Wie beträchtlich die verschiedenen Ansichten zum Thema Strahlenschutz divergieren, zeigt sich an der Wiesbadener R + V Versicherungsgruppe. Dort scheint die Monitorstrahlung kein Thema zu sein, weder bei den Anwendern noch bei der zuständigen EDV-Abteilung. Das Unternehmen hatte zwar schon frühzeitig bei den Monochrom-Monitoren Abschirmfilter installiert, der Hauptgrund dafür lag aber nicht im Strahlenschutz, sondern in der Vermeidung von Spiegelungen. Diese Bildschirme sind mittlerweile gegen Farbmonitore ausgetauscht. Im Zuge der Neuinvestitionen wird jetzt mit den neuen strahlungsarmen IBM-Monitoren geliebäugelt. Ein möglicher Einsatz dieser Geräte sei aber vor allem auf ihre bessere Auflösung zurückzuführen, so jedenfalls Gerhard Örter von der Abteilung Anwender-PCs. Man lege kein besonderes Augenmerk auf die Minderung der Strahlenbelastung. Sie sei höchstens ein angenehmer Nebeneffekt.

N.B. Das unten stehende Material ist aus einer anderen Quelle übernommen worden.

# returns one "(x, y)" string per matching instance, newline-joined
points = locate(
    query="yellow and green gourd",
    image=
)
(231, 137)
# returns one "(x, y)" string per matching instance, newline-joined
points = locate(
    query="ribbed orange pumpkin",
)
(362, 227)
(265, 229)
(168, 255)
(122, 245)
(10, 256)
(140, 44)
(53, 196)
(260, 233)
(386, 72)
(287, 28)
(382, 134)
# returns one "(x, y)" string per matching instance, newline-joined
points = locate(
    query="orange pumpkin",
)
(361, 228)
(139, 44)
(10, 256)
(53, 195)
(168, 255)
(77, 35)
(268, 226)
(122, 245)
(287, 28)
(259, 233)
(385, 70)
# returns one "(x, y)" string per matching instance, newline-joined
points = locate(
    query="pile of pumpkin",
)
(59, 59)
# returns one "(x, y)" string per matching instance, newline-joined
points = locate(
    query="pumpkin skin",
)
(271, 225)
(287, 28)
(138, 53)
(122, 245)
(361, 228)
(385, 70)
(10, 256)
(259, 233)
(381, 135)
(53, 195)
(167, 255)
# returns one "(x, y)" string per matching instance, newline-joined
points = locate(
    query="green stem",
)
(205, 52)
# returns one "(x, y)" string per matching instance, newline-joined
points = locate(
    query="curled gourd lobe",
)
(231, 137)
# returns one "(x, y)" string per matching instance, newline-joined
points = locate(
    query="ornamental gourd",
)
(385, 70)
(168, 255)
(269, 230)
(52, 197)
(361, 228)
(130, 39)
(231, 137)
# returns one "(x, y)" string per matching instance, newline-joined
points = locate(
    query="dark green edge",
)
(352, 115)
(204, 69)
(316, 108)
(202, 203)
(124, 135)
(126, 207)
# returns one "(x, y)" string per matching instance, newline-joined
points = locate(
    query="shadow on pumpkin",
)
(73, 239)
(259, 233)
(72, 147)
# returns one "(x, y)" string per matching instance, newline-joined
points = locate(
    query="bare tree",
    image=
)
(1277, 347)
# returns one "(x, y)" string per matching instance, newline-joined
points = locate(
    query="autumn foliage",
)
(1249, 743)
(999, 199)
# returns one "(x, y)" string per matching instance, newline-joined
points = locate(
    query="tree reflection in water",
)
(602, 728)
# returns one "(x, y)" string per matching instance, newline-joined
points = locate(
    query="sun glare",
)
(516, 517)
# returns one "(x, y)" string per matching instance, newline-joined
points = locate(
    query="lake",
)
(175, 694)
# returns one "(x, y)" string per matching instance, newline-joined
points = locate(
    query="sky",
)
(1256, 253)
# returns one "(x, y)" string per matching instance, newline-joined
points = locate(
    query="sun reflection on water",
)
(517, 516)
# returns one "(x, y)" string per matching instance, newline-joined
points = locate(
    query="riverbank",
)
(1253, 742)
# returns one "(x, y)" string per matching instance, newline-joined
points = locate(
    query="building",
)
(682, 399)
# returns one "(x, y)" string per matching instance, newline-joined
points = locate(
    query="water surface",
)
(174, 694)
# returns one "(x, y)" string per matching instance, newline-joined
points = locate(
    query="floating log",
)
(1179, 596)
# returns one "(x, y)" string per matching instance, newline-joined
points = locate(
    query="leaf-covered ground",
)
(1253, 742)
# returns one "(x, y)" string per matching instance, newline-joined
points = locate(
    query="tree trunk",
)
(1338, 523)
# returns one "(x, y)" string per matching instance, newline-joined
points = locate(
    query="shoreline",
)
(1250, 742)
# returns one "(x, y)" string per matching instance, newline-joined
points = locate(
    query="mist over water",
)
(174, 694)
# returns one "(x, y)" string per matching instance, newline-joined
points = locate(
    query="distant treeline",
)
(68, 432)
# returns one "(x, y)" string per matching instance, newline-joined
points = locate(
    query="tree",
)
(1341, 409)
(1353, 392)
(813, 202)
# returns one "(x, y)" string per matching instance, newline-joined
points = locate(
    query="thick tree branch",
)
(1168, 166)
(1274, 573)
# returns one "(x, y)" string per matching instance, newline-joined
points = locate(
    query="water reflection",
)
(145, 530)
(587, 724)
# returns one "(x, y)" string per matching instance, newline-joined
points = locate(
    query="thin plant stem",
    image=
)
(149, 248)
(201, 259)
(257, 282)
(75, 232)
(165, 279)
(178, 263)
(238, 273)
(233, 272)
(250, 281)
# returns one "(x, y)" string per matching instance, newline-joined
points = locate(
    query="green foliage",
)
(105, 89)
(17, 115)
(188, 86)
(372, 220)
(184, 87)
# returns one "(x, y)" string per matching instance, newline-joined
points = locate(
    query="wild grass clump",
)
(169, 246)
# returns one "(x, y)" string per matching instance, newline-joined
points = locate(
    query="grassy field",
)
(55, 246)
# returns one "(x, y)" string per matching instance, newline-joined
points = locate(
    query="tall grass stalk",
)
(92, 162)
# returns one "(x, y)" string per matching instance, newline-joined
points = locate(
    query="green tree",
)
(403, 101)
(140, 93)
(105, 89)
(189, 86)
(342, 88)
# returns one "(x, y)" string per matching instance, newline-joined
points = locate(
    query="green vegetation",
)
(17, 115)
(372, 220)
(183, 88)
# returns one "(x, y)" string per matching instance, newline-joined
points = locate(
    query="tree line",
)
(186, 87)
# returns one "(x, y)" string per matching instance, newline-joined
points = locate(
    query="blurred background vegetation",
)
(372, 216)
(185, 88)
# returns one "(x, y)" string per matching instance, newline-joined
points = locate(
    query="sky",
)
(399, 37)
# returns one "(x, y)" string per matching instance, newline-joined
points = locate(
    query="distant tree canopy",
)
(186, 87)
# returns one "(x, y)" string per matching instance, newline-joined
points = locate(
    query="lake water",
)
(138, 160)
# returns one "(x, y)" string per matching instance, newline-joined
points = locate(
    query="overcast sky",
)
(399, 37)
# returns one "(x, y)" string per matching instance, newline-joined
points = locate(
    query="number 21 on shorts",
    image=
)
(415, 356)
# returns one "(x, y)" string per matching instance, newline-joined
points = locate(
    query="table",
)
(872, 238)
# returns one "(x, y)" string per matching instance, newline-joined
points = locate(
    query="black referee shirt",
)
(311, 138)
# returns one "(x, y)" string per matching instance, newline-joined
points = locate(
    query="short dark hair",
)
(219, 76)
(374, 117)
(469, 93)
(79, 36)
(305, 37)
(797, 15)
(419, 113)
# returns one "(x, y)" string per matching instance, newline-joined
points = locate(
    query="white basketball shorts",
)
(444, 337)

Die noch schwach ausgeprägte Sensibilität in den deutschen Unternehmen bleibt auch den Herstellern nicht verborgen. Für Holter Utermark, Leiter der Presseabteilung bei der Tandberg Data GmbH, liegen die Probleme in den fehlenden gesetzlichen Vorschriften. Als Vorbild führt er Schweden an: "Dort gibt es zwar kein Gesetz, das bestimmt, wie die Bildschirme zu sein haben, aber in Schweden ist das soziale Bewußtsein sehr hoch. Wenn ein Institut empfiehlt, beim Kauf auf besondere Kriterien zu achten, werden die Hersteller nur noch Produkte an den Mann bringen, die diesen Anforderungen entsprechen." Doch auch in Deutschland gebe es mittlerweile viele Leute mit diesem Bewußtsein. Seiner Ansicht nach werden neben Gewerkschaften, Arbeitnehmer- und Arbeitgeberverbänden langsam auch die Anwender sensibel dafür. Und die Tatsache, daß sich selbst Wissenschaftler nicht einigen können, ob die Strahlung nun Gesundheitsschäden verursacht, ist für Utermark kein Thema: "Sicher mag es sein, daß sich die Gelehrten streiten. Aber warum soll das zu Lasten der Anwender gehen, wenn es doch technisch möglich ist, strahlungsarme Monitore herzustellen."